The congressional letter, which included the signatures of 36 Republicans, called for Bush to loosen his policy, since fewer than 20 stem cell colonies are eligible for government funding. In his 2001 order, Bush permitted funding for research on the colonies of existing stem cells in which, as he put it, “the life-and-death decision has already been made." Such colonies proved to be far fewer than expected, however.

Though the Southern Baptist Ethics & Religious Liberty Commission and other pro-life organizations oppose embryonic stem cell research, they support the non-harmful use of stem cells from such sources as placentas, umbilical cord blood and adult bone marrow. The use of cell from those sources has produced therapeutic results in some cases.

Stem cells are primitive cells from which cells and tissues in the human body develop. Their discovery in 1998 has provided hope for treating a variety of conditions, including Parkinson's disease, Alzheimer's disease, heart disease and diabetes.

BABY BEFORE GOLD -– An Olympic medal hopeful for Great Britain has chosen life for her unborn child instead.

Tasha Danvers-Smith, the No. 6-ranked, 400-meter hurdler in the world last year, has announced she will not participate in the Summer Olympics in Athens, Greece, because of an unexpected pregnancy.

“I had high hopes,” Danvers-Smith said May 4, according to the Telegraph, a London newspaper. “I thought I had a good chance of getting a medal, if not a gold one. I was in the shape of my life. I was more focused than ever before. So it was quite devastating for me to find out I was pregnant.”

She acknowledged her American husband-coach, Darrell Smith, and she briefly considered having an abortion.

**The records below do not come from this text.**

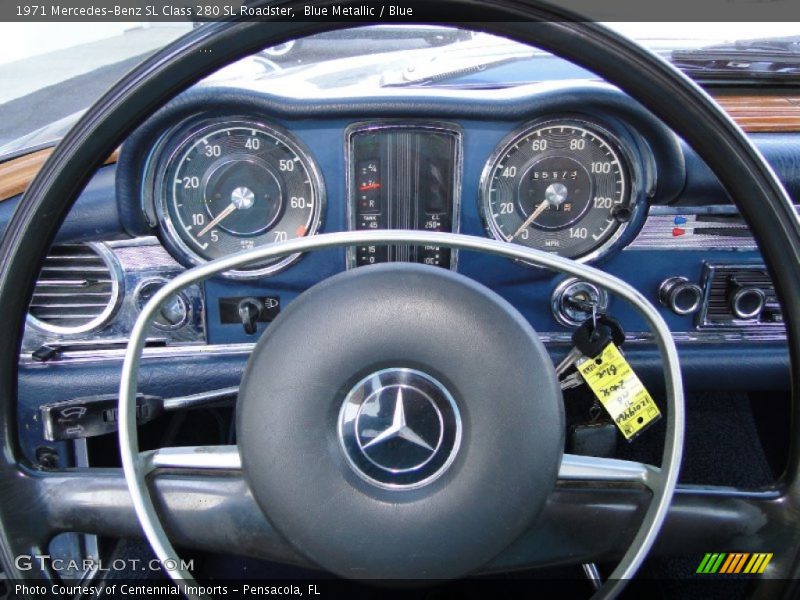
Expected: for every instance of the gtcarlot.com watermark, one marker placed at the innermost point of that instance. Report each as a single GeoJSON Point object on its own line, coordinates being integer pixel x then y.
{"type": "Point", "coordinates": [28, 562]}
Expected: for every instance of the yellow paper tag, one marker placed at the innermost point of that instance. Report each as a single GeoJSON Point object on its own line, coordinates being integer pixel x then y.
{"type": "Point", "coordinates": [620, 391]}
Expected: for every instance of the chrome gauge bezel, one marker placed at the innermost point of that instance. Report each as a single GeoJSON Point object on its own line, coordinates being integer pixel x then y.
{"type": "Point", "coordinates": [631, 175]}
{"type": "Point", "coordinates": [176, 143]}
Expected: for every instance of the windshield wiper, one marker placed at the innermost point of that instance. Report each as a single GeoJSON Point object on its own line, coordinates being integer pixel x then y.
{"type": "Point", "coordinates": [775, 58]}
{"type": "Point", "coordinates": [453, 65]}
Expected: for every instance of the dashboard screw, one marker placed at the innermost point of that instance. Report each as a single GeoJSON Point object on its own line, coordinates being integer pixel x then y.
{"type": "Point", "coordinates": [47, 458]}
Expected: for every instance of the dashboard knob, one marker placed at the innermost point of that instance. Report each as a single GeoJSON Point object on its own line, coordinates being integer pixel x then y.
{"type": "Point", "coordinates": [175, 312]}
{"type": "Point", "coordinates": [680, 295]}
{"type": "Point", "coordinates": [573, 300]}
{"type": "Point", "coordinates": [250, 312]}
{"type": "Point", "coordinates": [746, 302]}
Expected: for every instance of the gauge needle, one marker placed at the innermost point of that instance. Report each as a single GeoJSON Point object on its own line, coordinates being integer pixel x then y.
{"type": "Point", "coordinates": [228, 210]}
{"type": "Point", "coordinates": [539, 210]}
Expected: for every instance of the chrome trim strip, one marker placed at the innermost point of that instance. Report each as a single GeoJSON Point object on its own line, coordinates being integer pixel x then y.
{"type": "Point", "coordinates": [193, 457]}
{"type": "Point", "coordinates": [657, 233]}
{"type": "Point", "coordinates": [547, 337]}
{"type": "Point", "coordinates": [136, 467]}
{"type": "Point", "coordinates": [201, 399]}
{"type": "Point", "coordinates": [575, 467]}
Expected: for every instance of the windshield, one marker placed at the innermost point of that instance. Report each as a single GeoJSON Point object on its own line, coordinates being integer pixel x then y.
{"type": "Point", "coordinates": [53, 71]}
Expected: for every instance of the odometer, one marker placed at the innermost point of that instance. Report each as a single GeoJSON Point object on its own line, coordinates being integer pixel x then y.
{"type": "Point", "coordinates": [559, 186]}
{"type": "Point", "coordinates": [234, 185]}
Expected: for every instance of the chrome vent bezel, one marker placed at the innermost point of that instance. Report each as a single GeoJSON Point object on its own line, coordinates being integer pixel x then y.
{"type": "Point", "coordinates": [720, 317]}
{"type": "Point", "coordinates": [104, 316]}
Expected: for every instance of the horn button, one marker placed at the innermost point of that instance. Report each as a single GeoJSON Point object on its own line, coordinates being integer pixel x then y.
{"type": "Point", "coordinates": [400, 421]}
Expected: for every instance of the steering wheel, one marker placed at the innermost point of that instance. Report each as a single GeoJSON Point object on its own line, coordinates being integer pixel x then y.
{"type": "Point", "coordinates": [487, 471]}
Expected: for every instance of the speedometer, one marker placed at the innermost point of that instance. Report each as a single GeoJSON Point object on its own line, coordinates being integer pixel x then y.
{"type": "Point", "coordinates": [560, 186]}
{"type": "Point", "coordinates": [234, 185]}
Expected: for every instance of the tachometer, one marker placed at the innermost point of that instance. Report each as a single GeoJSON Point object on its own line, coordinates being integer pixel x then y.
{"type": "Point", "coordinates": [559, 186]}
{"type": "Point", "coordinates": [233, 185]}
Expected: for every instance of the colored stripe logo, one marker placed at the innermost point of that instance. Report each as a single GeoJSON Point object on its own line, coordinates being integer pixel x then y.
{"type": "Point", "coordinates": [734, 562]}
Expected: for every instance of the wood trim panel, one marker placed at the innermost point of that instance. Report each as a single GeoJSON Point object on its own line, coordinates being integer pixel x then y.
{"type": "Point", "coordinates": [16, 174]}
{"type": "Point", "coordinates": [763, 114]}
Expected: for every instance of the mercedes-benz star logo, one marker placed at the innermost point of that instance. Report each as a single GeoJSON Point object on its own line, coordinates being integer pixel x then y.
{"type": "Point", "coordinates": [399, 428]}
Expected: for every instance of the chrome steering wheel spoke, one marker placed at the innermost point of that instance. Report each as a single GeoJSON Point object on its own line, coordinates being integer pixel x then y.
{"type": "Point", "coordinates": [575, 467]}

They were married in November.

“[T]he thought did cross our minds as an option,” she said, before citing Mark 8:36. “But this line from the Scriptures kept coming into my head: ‘For what shall it profit a man, if he shall gain the whole world and lose his own soul?’

“For me, the whole wide world was the Olympics. At the same time, I felt I would be losing my soul.”

The baby’s birth is due in December.